Bref, une entrave durable aux relations commerciales au moment où les pays du continent auraient besoin d’aide, surtout pour ceux dont les efforts ont été distingués par les organisations internationales. Le gouvernement de l’île Maurice par exemple, a mis en oeuvre 53 recommandations (sur un total de 58) préconisées par le Groupe d’action financière (GAFI) – organe international spécialisé dans le crime financier –, et s’est engagé sur les cinq recommandations restantes pour le mois d’août, prenant ainsi de l’avance sur sa feuille de route.
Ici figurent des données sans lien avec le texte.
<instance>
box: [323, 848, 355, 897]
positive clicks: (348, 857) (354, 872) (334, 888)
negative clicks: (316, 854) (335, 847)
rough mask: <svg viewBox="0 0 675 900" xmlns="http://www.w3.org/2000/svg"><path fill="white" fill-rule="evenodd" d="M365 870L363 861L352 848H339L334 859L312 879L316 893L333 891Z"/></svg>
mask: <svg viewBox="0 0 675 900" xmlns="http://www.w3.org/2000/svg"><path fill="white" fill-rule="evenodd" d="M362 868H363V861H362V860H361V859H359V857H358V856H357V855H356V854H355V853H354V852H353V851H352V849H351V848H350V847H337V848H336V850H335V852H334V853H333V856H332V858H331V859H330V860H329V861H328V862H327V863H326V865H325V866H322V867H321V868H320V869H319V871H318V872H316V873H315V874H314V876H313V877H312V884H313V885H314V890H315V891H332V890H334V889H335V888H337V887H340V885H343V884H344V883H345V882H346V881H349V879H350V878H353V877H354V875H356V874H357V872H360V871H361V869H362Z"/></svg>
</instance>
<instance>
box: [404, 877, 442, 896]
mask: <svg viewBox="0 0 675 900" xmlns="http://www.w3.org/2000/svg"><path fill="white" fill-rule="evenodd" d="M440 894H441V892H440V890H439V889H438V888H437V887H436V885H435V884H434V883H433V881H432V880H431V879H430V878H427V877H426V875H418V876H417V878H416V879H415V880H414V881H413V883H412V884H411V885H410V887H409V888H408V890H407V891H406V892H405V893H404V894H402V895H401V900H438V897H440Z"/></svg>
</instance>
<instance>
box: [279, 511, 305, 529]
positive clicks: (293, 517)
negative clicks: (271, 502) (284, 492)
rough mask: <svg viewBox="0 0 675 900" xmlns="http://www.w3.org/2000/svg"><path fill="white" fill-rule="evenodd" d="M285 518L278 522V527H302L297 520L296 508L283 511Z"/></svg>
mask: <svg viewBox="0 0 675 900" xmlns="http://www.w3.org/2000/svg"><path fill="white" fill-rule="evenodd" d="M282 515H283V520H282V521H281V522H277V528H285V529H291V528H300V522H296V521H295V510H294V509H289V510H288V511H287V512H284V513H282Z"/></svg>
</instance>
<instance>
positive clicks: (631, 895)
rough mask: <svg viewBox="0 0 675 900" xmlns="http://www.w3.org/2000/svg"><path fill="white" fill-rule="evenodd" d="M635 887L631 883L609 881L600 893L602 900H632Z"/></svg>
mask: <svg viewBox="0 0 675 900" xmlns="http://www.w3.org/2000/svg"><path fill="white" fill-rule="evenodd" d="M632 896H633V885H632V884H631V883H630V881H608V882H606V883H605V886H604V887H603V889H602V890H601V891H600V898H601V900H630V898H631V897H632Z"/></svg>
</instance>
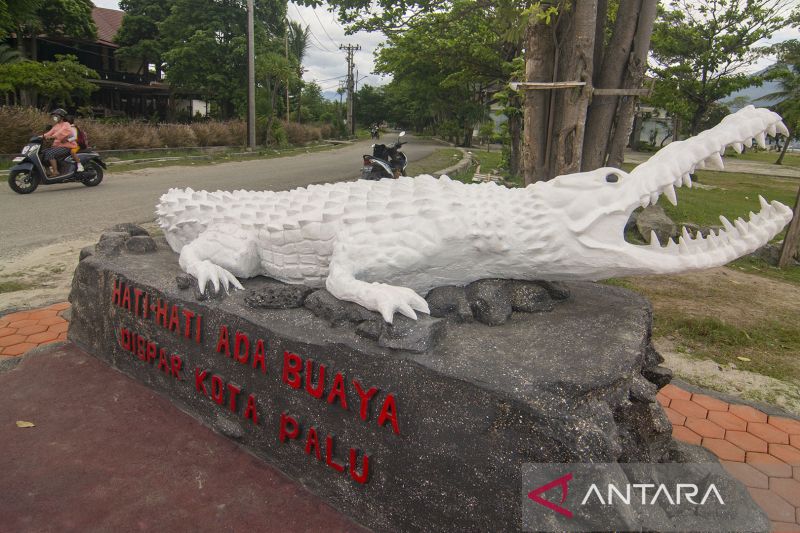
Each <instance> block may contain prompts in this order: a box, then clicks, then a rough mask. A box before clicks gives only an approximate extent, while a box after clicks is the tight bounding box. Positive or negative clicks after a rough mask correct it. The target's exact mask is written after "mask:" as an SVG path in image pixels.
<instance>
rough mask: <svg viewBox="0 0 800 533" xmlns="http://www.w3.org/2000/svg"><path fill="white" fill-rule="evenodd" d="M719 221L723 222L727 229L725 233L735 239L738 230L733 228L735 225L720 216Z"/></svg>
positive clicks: (723, 216) (727, 219) (726, 218)
mask: <svg viewBox="0 0 800 533" xmlns="http://www.w3.org/2000/svg"><path fill="white" fill-rule="evenodd" d="M719 221H720V222H722V225H723V226H724V227H725V231H726V232H727V233H728V235H729V236H731V237H733V236H735V235H736V228H734V227H733V224H731V221H730V220H728V219H727V218H725V217H724V216H722V215H720V216H719Z"/></svg>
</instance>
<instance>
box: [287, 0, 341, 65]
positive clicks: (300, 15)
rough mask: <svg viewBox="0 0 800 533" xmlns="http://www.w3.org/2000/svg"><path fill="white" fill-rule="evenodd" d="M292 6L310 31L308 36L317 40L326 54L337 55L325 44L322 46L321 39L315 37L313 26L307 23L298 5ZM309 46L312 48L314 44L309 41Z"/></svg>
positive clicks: (313, 43) (308, 30) (334, 52)
mask: <svg viewBox="0 0 800 533" xmlns="http://www.w3.org/2000/svg"><path fill="white" fill-rule="evenodd" d="M292 6H294V10H295V12H296V13H297V15H298V16H299V17H300V20H302V21H303V24H305V25H306V29H307V30H308V34H309V35H310V36H311V37H313V38H314V39H316V40H317V43H318V44H319V46H321V47H322V50H323V51H325V52H330V53H332V54H333V53H335V52H332V51H331V50H328V48H327V47H326V46H325V45H324V44H322V41H320V39H319V37H317V36H316V35H314V32H313V31H311V26H310V25H309V24H308V22H306V19H305V18H303V14H302V13H300V9H299V8H298V7H297V5H295V4H292ZM309 44H311V45H312V46H313V45H314V43H312V42H311V41H309Z"/></svg>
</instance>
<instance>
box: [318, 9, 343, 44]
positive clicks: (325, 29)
mask: <svg viewBox="0 0 800 533" xmlns="http://www.w3.org/2000/svg"><path fill="white" fill-rule="evenodd" d="M311 12H312V13H314V17H315V18H316V19H317V22H319V25H320V27H321V28H322V31H324V32H325V35H327V36H328V39H330V41H331V42H332V43H333V46H339V43H337V42H336V41H334V40H333V37H331V35H330V34H329V33H328V30H326V29H325V25H324V24H323V23H322V21H321V20H319V15H317V10H316V9H314V8H312V9H311Z"/></svg>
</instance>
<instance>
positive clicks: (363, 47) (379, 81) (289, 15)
mask: <svg viewBox="0 0 800 533" xmlns="http://www.w3.org/2000/svg"><path fill="white" fill-rule="evenodd" d="M93 1H94V3H95V5H96V6H98V7H107V8H110V9H119V6H118V4H117V1H116V0H93ZM288 16H289V20H294V21H297V22H299V23H300V24H302V25H303V26H309V27H310V29H311V38H310V42H311V44H310V46H309V48H308V51H307V52H306V58H305V59H304V61H303V67H304V68H305V69H306V72H305V73H304V74H303V79H304V80H306V81H315V82H317V83H318V84H319V86H320V87H321V88H322V92H323V94H324V95H325V96H327V97H328V98H333V99H335V98H337V95H336V89H337V88H338V86H339V81H340V80H344V79H345V78H346V76H347V59H346V55H345V52H344V51H342V50H339V46H340V45H348V44H352V45H356V44H357V45H360V46H361V50H358V51H356V52H355V54H354V56H353V58H354V62H355V70H357V71H358V77H357V78H356V79H357V80H358V87H361V86H362V85H363V84H365V83H366V84H369V85H372V86H379V85H384V84H386V83H389V81H391V78H390V77H385V76H379V75H376V74H373V72H372V71H373V69H374V68H375V67H374V62H373V55H374V51H375V49H376V48H377V46H378V45H379V44H380V43H381V42H382V41H383V39H384V37H383V34H381V33H380V32H363V31H362V32H358V33H356V34H353V35H345V33H344V29H343V28H342V26H341V25H340V24H339V23H338V22H337V20H336V17H335V16H334V15H333V14H332V13H330V12H329V11H327V10H326V9H325V8H322V7H319V8H316V9H314V8H311V7H302V6H298V5H296V4H293V3H290V4H289V11H288ZM786 39H800V29H798V28H786V29H784V30H781V31H780V32H776V33H775V34H774V35H773V36H772V39H769V40H768V41H766V42H765V43H760V44H770V43H775V42H780V41H784V40H786ZM773 62H774V59H771V58H762V59H760V60H759V61H758V62H756V63H755V64H753V65H751V67H750V68H749V69H748V71H749V72H758V71H759V70H761V69H763V68H765V67H767V66H769V65H770V64H772V63H773Z"/></svg>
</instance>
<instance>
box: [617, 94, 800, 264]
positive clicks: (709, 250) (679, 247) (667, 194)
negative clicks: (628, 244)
mask: <svg viewBox="0 0 800 533" xmlns="http://www.w3.org/2000/svg"><path fill="white" fill-rule="evenodd" d="M776 133H781V134H783V135H788V133H789V132H788V130H787V129H786V126H785V125H784V124H783V122H782V121H781V117H780V116H779V115H778V114H776V113H773V112H772V111H769V110H767V109H756V108H754V107H752V106H748V107H746V108H744V109H742V110H740V111H739V112H737V113H735V114H732V115H729V116H727V117H725V119H723V121H722V122H721V123H720V124H719V125H717V126H715V127H714V128H712V129H710V130H707V131H704V132H703V133H701V134H699V135H698V136H696V137H692V138H690V139H687V140H685V141H676V142H672V143H670V144H669V145H667V146H666V147H665V148H663V149H662V150H660V151H659V152H657V153H656V154H655V155H653V157H651V158H650V159H649V160H648V161H646V162H645V163H642V164H641V165H639V166H638V167H636V168H635V169H634V170H633V171H632V172H631V173H630V176H631V178H634V180H635V181H636V182H637V185H638V189H637V190H639V191H640V194H639V195H638V196H639V198H638V202H636V203H634V205H632V206H630V210H629V211H628V213H627V214H628V215H630V214H631V213H632V212H633V210H634V209H636V208H637V207H639V206H642V207H647V206H648V205H651V204H655V203H656V202H657V201H658V199H659V197H660V196H661V195H662V194H663V195H664V196H665V197H666V198H667V200H669V202H670V203H671V204H672V205H677V203H678V200H677V195H676V194H675V189H676V188H678V187H684V186H685V187H691V186H692V178H691V174H692V173H693V172H694V171H695V170H696V169H703V168H708V169H714V170H722V169H723V168H724V167H723V161H722V154H724V153H725V150H726V148H727V147H729V146H730V147H732V148H733V149H734V150H735V151H736V152H738V153H741V152H742V150H743V149H744V147H745V146H748V147H749V146H751V145H752V143H753V141H755V142H756V143H757V144H758V145H759V146H760V147H762V148H764V147H766V136H767V135H769V136H775V135H776ZM758 198H759V202H760V210H759V211H758V212H757V213H753V212H750V214H749V220H744V219H743V218H741V217H740V218H737V219H736V220H734V221H733V222H730V221H729V220H728V219H727V218H725V217H724V216H720V221H721V222H722V228H721V229H718V230H711V231H710V232H709V233H708V234H707V235H703V234H701V233H700V232H699V231H698V232H697V233H696V234H695V235H692V234H691V233H690V232H689V231H688V230H687V229H686V227H684V228H683V229H682V232H681V233H682V234H681V236H680V237H678V242H677V243H676V242H675V241H674V240H673V239H672V238H670V239H668V240H667V242H666V243H663V244H664V245H663V246H662V243H661V242H659V240H658V237H657V236H656V234H655V232H654V231H652V232H651V234H650V244H649V245H646V246H641V245H639V246H637V245H631V246H634V247H636V248H637V249H638V251H639V252H645V253H647V254H648V255H649V254H657V256H658V257H662V258H667V257H670V256H676V258H680V262H681V263H682V264H683V266H684V267H690V268H691V267H693V268H705V267H709V266H717V265H723V264H725V263H728V262H730V261H731V260H733V259H735V258H737V257H741V256H742V255H744V254H747V253H751V252H754V251H755V250H757V249H758V248H760V247H761V246H763V245H765V244H766V243H768V242H769V240H770V239H772V238H773V237H774V236H775V235H777V234H778V233H779V232H780V231H781V230H782V229H783V228H784V226H785V225H786V224H787V223H788V222H789V221H790V220H791V218H792V210H791V209H790V208H789V207H787V206H785V205H783V204H782V203H780V202H777V201H773V202H767V201H766V200H765V199H764V198H763V197H762V196H759V197H758ZM637 255H638V254H637Z"/></svg>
Deux poids, deux mesures ?
Certains pays qui ne figurent pas dans la liste, tels que l’Arabie Saoudite par exemple, auraient-ils de puissants protecteurs ? Certaines dépendances américaines (Samoa américaines, Guam, Porto Rico, îles Vierges américaines etc.) sont absentes de la liste UE tout comme la Corée du Nord ou l’Iran qui figurent pourtant sur la liste noire (et non grise) du GAFI. Bruxelles pratiquerait-elle le deux poids deux mesures ?
Les pays émergents doivent impérativement lutter contre le blanchiment d’argent et assainir leur économie. Cependant les pénaliser en pleine récession risque de leur faire subir un contrecoup économique avec des effets pervers sur le long terme : plus d’accès aux fonds européens, un impact durable sur leur monnaie, des pénuries alimentaires, des faillites en série. Dans certains pays, comme au Zimbabwe, dont la situation économique est jugée « catastrophique » par les médias internationaux, on peut craindre une crise sociale et le retour des « émeutes du désespoir ».
La crise du covid-19 a permis la mise en place d’opérations financières solidaires au sein de l’UE : la zone euro, par exemple, songe à effectuer une mutualisation des dettes. Concernant sa lutte contre le blanchiment d’argent, la rigueur et l’orthodoxie habituelle de l’Union européenne, fondées sur des critères d’identification pensés « en temps normal », devraient laisser place à la prise en compte de circonstances économiques et sanitaires extraordinaires. Sans quoi, certains pays émergents, qui ont construit un équilibre financier sur la longueur, pourraient, en l’espace d’un classement, tout perdre.